Tcl_InitNotifier: unable to start notifier thread
Abort: Command not found.
Tcl_InitNotifier: unable to start notifier thread
Abort: Command not found.
At least one pair of MPI processes are unable to reach each other for
MPI communications. This means that no Open MPI device has indicated
that it can be used to communicate between these processes. This is
an error; Open MPI requires that all MPI processes be able to reach
each other.
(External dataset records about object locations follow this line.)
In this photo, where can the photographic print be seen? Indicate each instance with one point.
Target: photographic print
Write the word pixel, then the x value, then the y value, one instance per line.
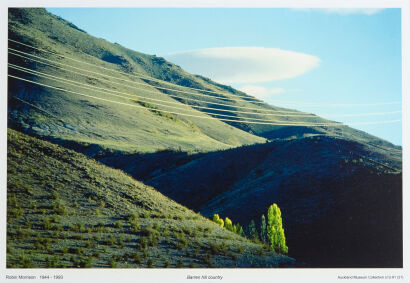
pixel 211 138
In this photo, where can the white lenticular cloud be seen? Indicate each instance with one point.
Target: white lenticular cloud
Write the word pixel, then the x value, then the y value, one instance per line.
pixel 245 64
pixel 343 11
pixel 260 91
pixel 348 11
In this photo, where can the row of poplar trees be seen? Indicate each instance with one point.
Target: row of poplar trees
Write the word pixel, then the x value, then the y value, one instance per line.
pixel 271 230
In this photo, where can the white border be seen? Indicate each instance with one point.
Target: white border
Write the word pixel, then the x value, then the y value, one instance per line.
pixel 229 275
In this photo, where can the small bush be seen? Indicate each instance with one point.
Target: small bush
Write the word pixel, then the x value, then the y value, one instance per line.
pixel 118 224
pixel 150 263
pixel 112 263
pixel 137 258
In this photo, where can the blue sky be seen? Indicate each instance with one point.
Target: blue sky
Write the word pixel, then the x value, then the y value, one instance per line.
pixel 334 60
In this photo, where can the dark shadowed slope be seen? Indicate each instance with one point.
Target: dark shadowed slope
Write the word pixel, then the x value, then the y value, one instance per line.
pixel 65 210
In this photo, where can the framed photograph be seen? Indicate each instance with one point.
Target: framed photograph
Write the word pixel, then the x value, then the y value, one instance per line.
pixel 198 141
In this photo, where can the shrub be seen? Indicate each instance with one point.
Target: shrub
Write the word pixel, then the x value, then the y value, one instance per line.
pixel 112 263
pixel 275 232
pixel 118 224
pixel 218 220
pixel 137 258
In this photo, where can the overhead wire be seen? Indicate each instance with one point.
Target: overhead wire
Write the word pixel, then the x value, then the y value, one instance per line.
pixel 293 113
pixel 142 76
pixel 131 96
pixel 196 116
pixel 233 98
pixel 87 86
pixel 197 89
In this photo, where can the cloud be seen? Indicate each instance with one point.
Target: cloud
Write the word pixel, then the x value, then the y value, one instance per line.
pixel 260 91
pixel 344 11
pixel 244 64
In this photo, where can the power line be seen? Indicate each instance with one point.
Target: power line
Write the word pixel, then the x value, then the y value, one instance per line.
pixel 144 84
pixel 87 86
pixel 50 77
pixel 134 82
pixel 335 104
pixel 143 76
pixel 165 82
pixel 140 77
pixel 202 117
pixel 104 90
pixel 202 107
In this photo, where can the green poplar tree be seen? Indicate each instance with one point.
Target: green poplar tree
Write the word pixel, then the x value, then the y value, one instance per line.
pixel 228 224
pixel 263 229
pixel 275 232
pixel 218 220
pixel 253 234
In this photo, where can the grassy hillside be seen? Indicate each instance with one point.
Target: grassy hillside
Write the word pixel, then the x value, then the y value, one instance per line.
pixel 65 210
pixel 124 122
pixel 317 181
pixel 102 126
pixel 326 179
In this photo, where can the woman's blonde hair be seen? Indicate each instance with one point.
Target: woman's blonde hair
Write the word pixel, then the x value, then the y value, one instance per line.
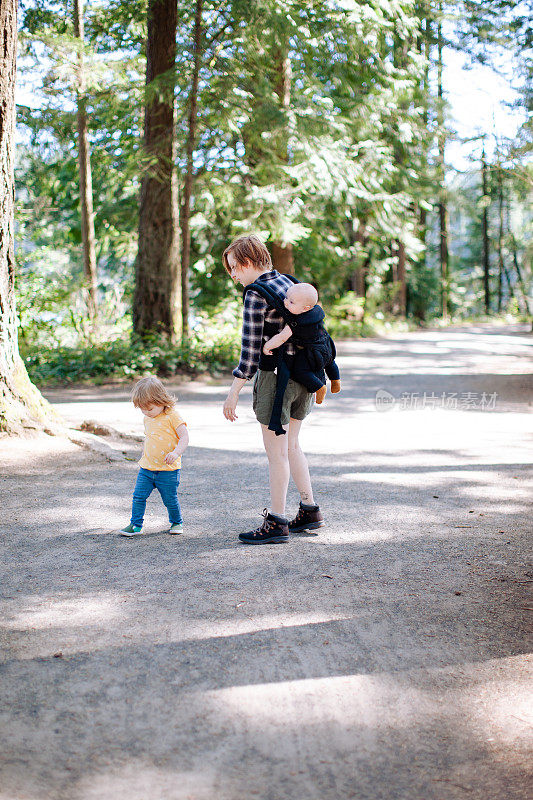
pixel 248 247
pixel 151 390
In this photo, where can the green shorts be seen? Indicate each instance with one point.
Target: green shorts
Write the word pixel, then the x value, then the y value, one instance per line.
pixel 297 401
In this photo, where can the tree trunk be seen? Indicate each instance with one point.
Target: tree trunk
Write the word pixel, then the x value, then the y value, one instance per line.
pixel 443 207
pixel 522 294
pixel 282 253
pixel 501 265
pixel 189 175
pixel 485 227
pixel 357 280
pixel 156 271
pixel 21 405
pixel 84 165
pixel 402 282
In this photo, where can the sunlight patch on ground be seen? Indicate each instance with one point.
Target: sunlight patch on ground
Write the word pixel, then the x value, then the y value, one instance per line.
pixel 495 708
pixel 138 781
pixel 67 613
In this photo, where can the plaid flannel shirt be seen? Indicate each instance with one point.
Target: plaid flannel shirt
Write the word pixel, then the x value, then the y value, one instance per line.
pixel 255 312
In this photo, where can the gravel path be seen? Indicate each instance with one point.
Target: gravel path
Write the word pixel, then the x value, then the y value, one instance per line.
pixel 385 658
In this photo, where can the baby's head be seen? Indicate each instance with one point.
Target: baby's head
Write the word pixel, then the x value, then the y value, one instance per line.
pixel 300 297
pixel 151 397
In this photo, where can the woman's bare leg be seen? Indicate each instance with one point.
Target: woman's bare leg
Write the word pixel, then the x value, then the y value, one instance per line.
pixel 276 448
pixel 298 463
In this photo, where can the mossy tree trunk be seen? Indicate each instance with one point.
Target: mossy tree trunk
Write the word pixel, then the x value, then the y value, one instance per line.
pixel 156 299
pixel 21 405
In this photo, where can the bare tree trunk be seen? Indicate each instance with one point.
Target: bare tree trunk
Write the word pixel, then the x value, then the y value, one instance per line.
pixel 501 265
pixel 443 208
pixel 282 254
pixel 485 227
pixel 357 279
pixel 522 294
pixel 21 405
pixel 84 166
pixel 189 175
pixel 156 271
pixel 402 282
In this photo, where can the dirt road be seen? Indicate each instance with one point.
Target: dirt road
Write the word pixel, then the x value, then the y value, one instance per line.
pixel 384 659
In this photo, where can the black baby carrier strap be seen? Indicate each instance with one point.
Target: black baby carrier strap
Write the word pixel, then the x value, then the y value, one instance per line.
pixel 279 360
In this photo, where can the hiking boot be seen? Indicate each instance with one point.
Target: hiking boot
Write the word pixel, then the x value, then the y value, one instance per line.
pixel 308 518
pixel 131 530
pixel 176 528
pixel 273 530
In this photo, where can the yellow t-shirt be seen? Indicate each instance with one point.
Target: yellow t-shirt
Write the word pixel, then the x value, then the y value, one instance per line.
pixel 161 438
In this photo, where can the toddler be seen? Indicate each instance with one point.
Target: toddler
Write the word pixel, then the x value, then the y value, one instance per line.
pixel 160 466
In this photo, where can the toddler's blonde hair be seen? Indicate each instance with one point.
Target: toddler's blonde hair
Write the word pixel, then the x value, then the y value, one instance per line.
pixel 151 390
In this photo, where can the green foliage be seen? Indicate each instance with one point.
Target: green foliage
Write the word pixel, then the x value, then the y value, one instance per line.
pixel 342 166
pixel 211 349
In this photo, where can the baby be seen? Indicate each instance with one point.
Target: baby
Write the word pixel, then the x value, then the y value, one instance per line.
pixel 315 350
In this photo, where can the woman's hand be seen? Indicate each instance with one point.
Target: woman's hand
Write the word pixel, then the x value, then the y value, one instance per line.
pixel 230 405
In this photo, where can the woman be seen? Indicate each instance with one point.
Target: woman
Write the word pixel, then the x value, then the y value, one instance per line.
pixel 247 260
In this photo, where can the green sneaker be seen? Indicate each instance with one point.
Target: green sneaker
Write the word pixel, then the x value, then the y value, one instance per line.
pixel 131 530
pixel 177 528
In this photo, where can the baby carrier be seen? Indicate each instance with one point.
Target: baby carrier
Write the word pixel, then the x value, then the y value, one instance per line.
pixel 317 356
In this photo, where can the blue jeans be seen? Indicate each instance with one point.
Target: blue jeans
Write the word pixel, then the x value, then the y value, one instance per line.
pixel 166 482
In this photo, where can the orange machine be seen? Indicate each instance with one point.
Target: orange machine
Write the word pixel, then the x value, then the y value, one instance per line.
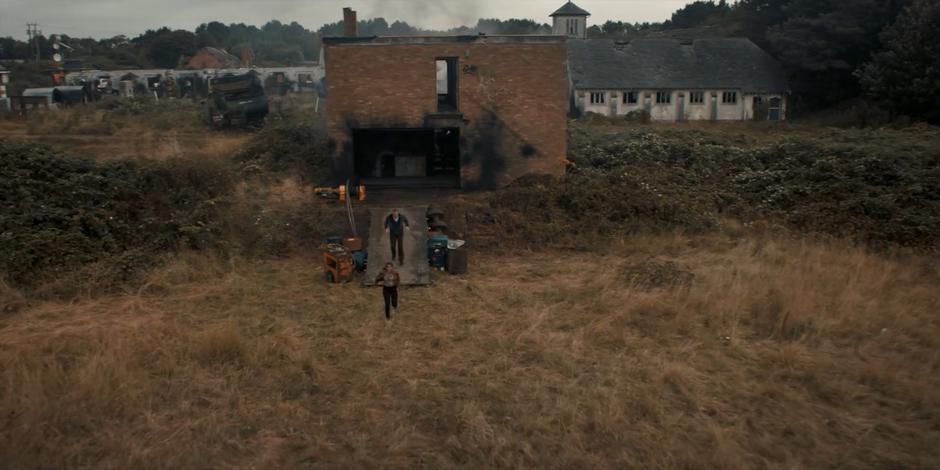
pixel 341 192
pixel 338 264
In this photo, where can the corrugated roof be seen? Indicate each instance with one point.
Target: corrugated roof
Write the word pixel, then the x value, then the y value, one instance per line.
pixel 226 59
pixel 570 9
pixel 721 63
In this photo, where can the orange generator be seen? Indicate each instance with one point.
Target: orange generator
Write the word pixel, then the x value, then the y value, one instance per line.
pixel 338 264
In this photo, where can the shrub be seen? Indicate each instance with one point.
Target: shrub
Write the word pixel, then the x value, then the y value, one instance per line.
pixel 60 213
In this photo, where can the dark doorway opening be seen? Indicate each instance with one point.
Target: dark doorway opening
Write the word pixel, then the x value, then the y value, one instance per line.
pixel 447 85
pixel 407 157
pixel 775 109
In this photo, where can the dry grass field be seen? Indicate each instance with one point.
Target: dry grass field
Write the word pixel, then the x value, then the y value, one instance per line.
pixel 715 351
pixel 686 340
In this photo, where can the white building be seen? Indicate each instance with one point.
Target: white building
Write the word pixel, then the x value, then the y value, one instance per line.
pixel 727 79
pixel 718 79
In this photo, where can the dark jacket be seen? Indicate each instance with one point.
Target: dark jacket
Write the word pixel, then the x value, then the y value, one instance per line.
pixel 396 228
pixel 392 279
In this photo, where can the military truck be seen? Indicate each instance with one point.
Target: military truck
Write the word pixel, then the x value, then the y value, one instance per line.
pixel 236 101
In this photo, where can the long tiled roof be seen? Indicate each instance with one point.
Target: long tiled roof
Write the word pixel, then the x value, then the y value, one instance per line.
pixel 724 63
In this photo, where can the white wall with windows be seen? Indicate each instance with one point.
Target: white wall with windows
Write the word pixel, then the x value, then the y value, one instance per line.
pixel 680 105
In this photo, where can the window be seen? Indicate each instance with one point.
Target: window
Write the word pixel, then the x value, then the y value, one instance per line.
pixel 446 85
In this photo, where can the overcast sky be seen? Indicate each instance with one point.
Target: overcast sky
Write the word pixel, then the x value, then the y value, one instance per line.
pixel 106 18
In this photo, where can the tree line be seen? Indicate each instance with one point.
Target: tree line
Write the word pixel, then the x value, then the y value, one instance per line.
pixel 832 51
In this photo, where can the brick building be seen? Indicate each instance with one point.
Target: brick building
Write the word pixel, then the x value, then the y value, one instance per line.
pixel 467 111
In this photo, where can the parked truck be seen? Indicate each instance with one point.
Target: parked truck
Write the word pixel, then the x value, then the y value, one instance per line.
pixel 236 101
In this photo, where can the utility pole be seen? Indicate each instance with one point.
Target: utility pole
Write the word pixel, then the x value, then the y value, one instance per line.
pixel 33 32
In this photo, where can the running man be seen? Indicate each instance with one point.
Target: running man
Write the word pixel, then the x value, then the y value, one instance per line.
pixel 389 279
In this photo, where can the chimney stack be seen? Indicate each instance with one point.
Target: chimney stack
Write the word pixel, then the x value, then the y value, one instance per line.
pixel 350 25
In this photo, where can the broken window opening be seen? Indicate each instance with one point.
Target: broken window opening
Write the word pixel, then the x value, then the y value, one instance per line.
pixel 447 85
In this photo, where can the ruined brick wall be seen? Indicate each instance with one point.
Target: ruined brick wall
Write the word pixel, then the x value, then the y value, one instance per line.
pixel 513 98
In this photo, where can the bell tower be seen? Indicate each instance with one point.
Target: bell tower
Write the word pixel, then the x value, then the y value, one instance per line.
pixel 570 20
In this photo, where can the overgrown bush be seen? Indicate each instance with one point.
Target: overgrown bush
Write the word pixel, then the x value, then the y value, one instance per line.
pixel 881 188
pixel 295 148
pixel 60 213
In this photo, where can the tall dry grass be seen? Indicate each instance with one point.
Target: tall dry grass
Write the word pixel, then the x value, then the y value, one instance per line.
pixel 661 352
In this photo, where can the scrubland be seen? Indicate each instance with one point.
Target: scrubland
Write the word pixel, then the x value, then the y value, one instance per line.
pixel 687 296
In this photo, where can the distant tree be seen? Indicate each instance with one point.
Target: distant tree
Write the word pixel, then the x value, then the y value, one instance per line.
pixel 822 43
pixel 905 73
pixel 168 47
pixel 698 13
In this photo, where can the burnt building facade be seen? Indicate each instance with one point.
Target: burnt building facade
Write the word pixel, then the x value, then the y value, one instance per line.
pixel 467 111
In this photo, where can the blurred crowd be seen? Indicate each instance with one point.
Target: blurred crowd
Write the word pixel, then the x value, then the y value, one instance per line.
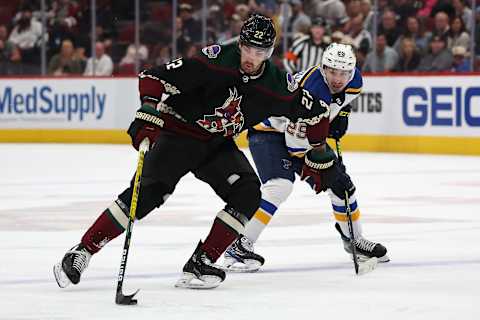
pixel 404 35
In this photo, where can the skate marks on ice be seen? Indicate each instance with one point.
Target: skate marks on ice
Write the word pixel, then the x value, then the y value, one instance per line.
pixel 173 276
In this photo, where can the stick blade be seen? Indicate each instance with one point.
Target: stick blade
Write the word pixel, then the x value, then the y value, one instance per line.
pixel 126 300
pixel 367 266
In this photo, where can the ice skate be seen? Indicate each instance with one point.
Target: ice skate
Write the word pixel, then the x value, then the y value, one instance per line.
pixel 240 257
pixel 200 272
pixel 70 269
pixel 366 249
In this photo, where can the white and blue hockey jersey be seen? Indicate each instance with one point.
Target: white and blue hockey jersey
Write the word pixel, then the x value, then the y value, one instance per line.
pixel 312 80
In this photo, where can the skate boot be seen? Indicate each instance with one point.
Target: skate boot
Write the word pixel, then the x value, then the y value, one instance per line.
pixel 240 257
pixel 365 249
pixel 200 272
pixel 70 269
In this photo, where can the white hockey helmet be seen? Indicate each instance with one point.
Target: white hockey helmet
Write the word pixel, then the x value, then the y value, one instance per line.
pixel 339 56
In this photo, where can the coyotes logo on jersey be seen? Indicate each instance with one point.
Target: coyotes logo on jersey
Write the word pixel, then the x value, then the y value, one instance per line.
pixel 227 119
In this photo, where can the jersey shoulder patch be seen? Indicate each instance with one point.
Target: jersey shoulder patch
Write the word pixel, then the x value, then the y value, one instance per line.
pixel 316 85
pixel 355 85
pixel 212 51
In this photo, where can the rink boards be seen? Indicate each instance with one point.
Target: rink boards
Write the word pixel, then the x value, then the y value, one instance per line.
pixel 408 113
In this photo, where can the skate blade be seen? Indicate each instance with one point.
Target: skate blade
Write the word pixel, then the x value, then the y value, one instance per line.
pixel 383 259
pixel 190 281
pixel 232 265
pixel 367 265
pixel 362 258
pixel 60 276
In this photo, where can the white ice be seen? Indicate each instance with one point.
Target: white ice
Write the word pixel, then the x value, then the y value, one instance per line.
pixel 423 208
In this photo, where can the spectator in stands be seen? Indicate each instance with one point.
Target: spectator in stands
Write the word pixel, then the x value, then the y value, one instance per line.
pixel 62 22
pixel 306 51
pixel 441 25
pixel 389 27
pixel 332 11
pixel 80 56
pixel 191 28
pixel 458 35
pixel 101 64
pixel 463 11
pixel 366 10
pixel 298 22
pixel 233 30
pixel 439 57
pixel 361 37
pixel 414 30
pixel 403 9
pixel 352 8
pixel 460 63
pixel 409 57
pixel 160 54
pixel 9 54
pixel 6 46
pixel 64 62
pixel 131 52
pixel 190 51
pixel 127 63
pixel 267 7
pixel 443 6
pixel 384 59
pixel 27 36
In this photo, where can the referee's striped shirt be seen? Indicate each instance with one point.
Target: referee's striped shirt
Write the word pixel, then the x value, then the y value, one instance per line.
pixel 303 54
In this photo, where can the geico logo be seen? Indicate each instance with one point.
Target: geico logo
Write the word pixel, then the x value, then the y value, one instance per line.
pixel 368 102
pixel 442 106
pixel 44 100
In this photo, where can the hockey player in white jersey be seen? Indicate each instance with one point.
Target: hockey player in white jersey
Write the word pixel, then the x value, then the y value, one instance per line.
pixel 281 150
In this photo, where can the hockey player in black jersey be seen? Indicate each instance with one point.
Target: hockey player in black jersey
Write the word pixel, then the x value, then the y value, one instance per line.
pixel 191 109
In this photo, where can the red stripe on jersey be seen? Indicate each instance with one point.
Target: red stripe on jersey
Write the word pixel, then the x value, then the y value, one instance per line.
pixel 151 88
pixel 317 134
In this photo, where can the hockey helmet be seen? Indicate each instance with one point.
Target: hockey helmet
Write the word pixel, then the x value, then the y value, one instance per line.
pixel 258 32
pixel 339 56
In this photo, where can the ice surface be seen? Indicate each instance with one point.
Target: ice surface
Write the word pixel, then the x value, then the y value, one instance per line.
pixel 424 208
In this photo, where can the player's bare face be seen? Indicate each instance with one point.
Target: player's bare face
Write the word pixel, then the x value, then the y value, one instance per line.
pixel 337 79
pixel 251 59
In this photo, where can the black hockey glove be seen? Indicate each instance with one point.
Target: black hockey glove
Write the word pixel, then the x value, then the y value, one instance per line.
pixel 339 125
pixel 327 173
pixel 144 126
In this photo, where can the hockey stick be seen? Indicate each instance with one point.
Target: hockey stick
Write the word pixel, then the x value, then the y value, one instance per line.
pixel 120 298
pixel 371 263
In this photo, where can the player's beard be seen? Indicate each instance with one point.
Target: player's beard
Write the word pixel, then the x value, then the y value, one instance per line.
pixel 250 68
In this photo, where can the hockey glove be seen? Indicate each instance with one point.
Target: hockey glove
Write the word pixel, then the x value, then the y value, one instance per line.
pixel 339 125
pixel 145 125
pixel 327 173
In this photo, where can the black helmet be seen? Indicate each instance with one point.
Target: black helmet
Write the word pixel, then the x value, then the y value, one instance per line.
pixel 258 31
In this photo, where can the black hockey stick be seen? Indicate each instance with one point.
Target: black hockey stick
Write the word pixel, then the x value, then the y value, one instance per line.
pixel 120 298
pixel 349 212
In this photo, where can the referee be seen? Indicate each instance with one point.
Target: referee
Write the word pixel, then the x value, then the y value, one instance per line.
pixel 306 51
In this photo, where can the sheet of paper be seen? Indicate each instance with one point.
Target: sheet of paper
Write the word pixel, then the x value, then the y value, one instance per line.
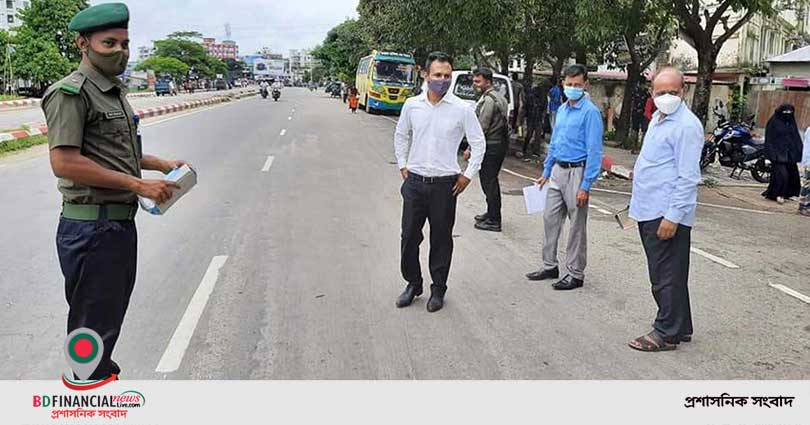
pixel 535 198
pixel 623 218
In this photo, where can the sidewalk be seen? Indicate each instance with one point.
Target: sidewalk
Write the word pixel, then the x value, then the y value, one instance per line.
pixel 36 129
pixel 720 190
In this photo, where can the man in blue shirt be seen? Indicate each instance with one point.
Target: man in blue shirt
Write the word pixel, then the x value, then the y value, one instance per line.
pixel 572 166
pixel 665 184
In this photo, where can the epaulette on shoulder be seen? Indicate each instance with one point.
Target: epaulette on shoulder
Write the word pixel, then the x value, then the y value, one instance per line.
pixel 72 84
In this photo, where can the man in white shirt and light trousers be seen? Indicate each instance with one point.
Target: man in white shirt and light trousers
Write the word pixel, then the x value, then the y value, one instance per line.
pixel 665 186
pixel 429 132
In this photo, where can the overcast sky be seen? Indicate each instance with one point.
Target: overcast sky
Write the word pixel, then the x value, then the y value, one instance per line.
pixel 280 24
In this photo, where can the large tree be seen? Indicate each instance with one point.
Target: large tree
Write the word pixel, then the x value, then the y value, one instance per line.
pixel 632 33
pixel 707 25
pixel 342 49
pixel 49 19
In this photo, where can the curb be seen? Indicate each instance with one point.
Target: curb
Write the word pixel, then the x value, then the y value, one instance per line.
pixel 42 129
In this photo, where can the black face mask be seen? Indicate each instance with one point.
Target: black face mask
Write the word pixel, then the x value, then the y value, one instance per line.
pixel 112 64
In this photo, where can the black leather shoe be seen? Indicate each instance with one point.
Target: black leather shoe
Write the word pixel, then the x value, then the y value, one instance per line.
pixel 489 225
pixel 568 283
pixel 544 274
pixel 411 292
pixel 436 301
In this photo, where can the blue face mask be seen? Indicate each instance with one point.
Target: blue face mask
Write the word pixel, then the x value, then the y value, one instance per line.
pixel 574 93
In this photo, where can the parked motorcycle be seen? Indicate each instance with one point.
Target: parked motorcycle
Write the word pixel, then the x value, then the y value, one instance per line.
pixel 733 144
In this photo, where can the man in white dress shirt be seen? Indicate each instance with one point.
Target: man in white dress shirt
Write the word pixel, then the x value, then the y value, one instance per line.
pixel 426 142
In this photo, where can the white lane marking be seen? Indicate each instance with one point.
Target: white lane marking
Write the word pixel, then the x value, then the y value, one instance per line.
pixel 791 292
pixel 616 192
pixel 601 210
pixel 268 163
pixel 176 349
pixel 506 170
pixel 714 258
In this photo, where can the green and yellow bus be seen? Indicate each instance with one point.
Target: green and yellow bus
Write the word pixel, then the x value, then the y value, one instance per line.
pixel 385 80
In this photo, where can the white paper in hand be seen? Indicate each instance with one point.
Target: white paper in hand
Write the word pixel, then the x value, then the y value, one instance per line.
pixel 535 198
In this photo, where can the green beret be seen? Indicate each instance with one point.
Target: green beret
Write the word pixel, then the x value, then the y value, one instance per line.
pixel 101 17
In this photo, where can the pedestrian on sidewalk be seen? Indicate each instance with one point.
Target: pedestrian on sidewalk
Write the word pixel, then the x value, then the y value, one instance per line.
pixel 426 143
pixel 572 166
pixel 97 157
pixel 353 100
pixel 665 185
pixel 783 147
pixel 493 114
pixel 554 102
pixel 804 199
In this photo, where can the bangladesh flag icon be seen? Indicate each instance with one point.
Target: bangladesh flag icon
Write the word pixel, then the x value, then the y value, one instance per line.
pixel 83 349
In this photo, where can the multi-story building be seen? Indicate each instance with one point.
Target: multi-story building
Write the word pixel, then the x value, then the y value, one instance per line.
pixel 748 50
pixel 9 13
pixel 225 50
pixel 145 52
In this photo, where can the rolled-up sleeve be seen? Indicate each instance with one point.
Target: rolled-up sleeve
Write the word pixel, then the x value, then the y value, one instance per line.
pixel 402 137
pixel 65 115
pixel 478 145
pixel 687 157
pixel 594 131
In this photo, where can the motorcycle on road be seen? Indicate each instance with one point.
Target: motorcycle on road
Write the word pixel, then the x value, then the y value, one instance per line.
pixel 733 144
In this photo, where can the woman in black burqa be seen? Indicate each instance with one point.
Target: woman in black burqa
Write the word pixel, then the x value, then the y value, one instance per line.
pixel 783 147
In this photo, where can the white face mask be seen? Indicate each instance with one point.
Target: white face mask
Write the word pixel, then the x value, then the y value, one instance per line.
pixel 667 103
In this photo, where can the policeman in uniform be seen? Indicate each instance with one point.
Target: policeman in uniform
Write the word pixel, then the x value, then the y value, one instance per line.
pixel 95 153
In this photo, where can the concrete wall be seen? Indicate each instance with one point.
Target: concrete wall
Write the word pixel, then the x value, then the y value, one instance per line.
pixel 790 69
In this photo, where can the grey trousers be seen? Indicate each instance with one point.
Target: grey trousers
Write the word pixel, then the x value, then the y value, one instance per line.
pixel 562 202
pixel 668 263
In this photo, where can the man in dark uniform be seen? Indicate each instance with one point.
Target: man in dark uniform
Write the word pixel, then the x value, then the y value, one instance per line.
pixel 95 153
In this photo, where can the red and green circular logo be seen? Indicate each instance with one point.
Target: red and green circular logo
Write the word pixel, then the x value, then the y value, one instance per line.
pixel 83 348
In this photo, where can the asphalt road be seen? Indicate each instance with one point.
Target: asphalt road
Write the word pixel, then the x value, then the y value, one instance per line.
pixel 11 119
pixel 312 271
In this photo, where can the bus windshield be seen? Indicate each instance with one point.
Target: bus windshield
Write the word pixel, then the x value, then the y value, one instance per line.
pixel 393 72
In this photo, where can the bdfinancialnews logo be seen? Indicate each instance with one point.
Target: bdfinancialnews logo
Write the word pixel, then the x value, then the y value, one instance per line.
pixel 127 400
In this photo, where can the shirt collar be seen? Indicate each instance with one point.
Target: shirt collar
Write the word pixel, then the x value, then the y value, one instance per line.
pixel 101 81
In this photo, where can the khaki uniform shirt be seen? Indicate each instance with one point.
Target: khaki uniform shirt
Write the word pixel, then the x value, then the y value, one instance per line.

This error can sometimes be the result of forgetting to
specify the "self" BTL.

   Process 1 ([[907,1],68]) is on host: node11.cluster
   Process 2 ([[907,1],0]) is on host: node15
   BTLs attempted: self sm

Your MPI job is now going to abort; sorry.

Awkward, because I have "btl = ^tcp" in openmpi-mca-params.conf.
The same error also happens if I force --mca btl openib,sm,self
in mpiexec.

** Why is it attempting only the self and sm BTLs, but not openib? **

I don't understand either the initial errors
"Tcl_InitNotifier: unable to start notifier thread".
Are they coming from Torque perhaps?

As I said, the cluster has Infiniband,
which is what we've been using forever, until
these errors started today.

When I divert the traffic to tcp
(--mca btl tcp,sm,self), the jobs run normally.

I am using the examples/connectivity_c.c program
to troubleshoot this problem.

I checked a few things on the IB side.

The output of ibstat on all nodes seems OK (links up, etc),
and so are the output of ibhosts and ibchecknet.

Only two connected ports had errors, as reported by ibcheckerrors,
and I cleared them with iblclearerrors.

The IB subnet manager is running on the head node.
I restarted the daemon, but nothing changed, the job continue to
fail with the same errors.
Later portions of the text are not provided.